NV Energy marked the tree, middle, being a threat to the power pole on the right. Photos/Kathryn Reed

NV Energy marked the tree, middle, being a threat to the power pole on the right. Photos/Kathryn Reed

For Janill Gilbert, whose house in South Lake Tahoe backs to the trail, it was a bit disconcerting to come back from a jog one day to find a tree in her yard with the number 798 on it.

If it falls one way, it goes into the power line, falls another it hits open dirt, falls the other two ways it could do some serious structural damage.

It’s not just dead trees or ones in the forest Gilbert has seen marked. All have been in the 700s.

Up the trail a bit is No. 800 – on land the Forest Service owns.

“We do work with the utilities. We have agreements and easements with them,” Cheva Heck, USFS spokeswoman, said. This parcel is one of the urban lots the agency owns.

But the Forest Service didn’t have any insider information over any other property owner. They found about the painted trees when Lake Tahoe News called.

An NV Energy official said the plan is to notify property owners their trees are going to be felled when all have been marked. The plan is for the work to be done this fall.

Not all rust colored pines have been tagged for removal.

Not all rust colored pines have been tagged for removal.

“We have a 60,000-volt line from Stateline to Meyers. An arborist is out there now going through the entire line. He is not done,” Fay Anderson, spokeswoman with the utility, told Lake Tahoe News.

Fay said it is the power company’s responsibility to make sure limbs and trees don’t threaten the lines. They have the authority to trim or remove trees in their right-of-way.

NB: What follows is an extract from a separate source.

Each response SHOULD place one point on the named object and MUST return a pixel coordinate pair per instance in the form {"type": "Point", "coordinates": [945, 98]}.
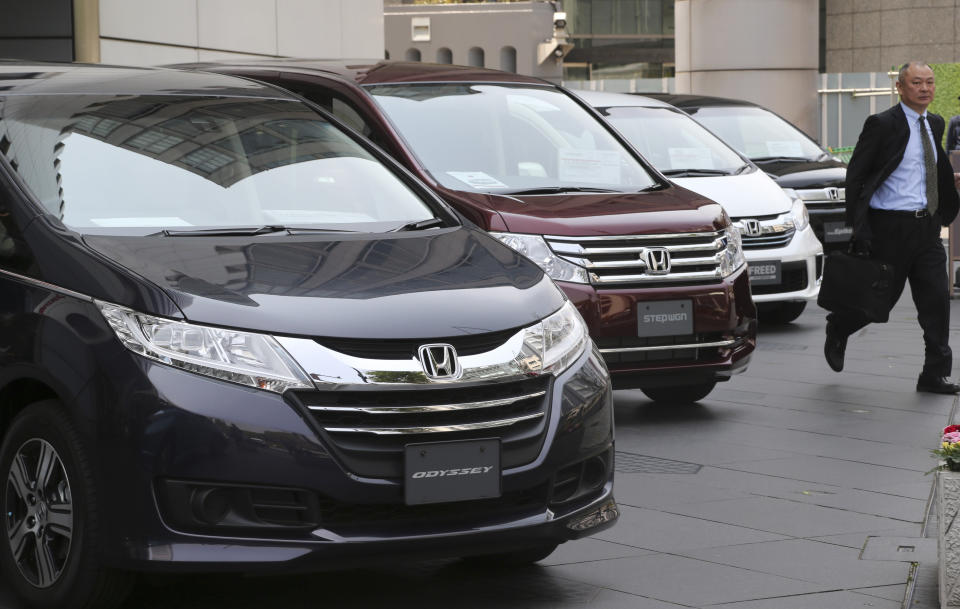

“Most properties have easements for utilities,” Fay said.

Dealing with NV Energy issues is not new to Gilbert.

The trail is a bit of an L-shape through the forest. Where it starts going uphill is where a pole caught fire in May. Gilbert said they heard a noise, saw flames and called the fire department. The decision was to let it burn out, which took about 24 hours, as embers fell onto the snow below. Soon after a new pole was erected.

Looking at the land behind Gilbert’s house and the others along the street, it’s hard to know what the arborist was thinking when he chose to tag certain trees. The one in her yard and up a short ways are dead. But other ones along the route that could conceivably fall onto the power line are dead, too.

Gilbert wonders if the power company will have to come back next year. Something is killing her trees. In the handful of years she’s lived in the house 15 of the 20 backyard trees have had to come down.

She speculates it is drought conditions. With being at the bottom of a hill, her vegetation is not well watered. Plus, she doesn’t have an irrigation system out back.

NV Energy might want to drive along her street. The seemingly healthy trees in front are swaying against the power lines.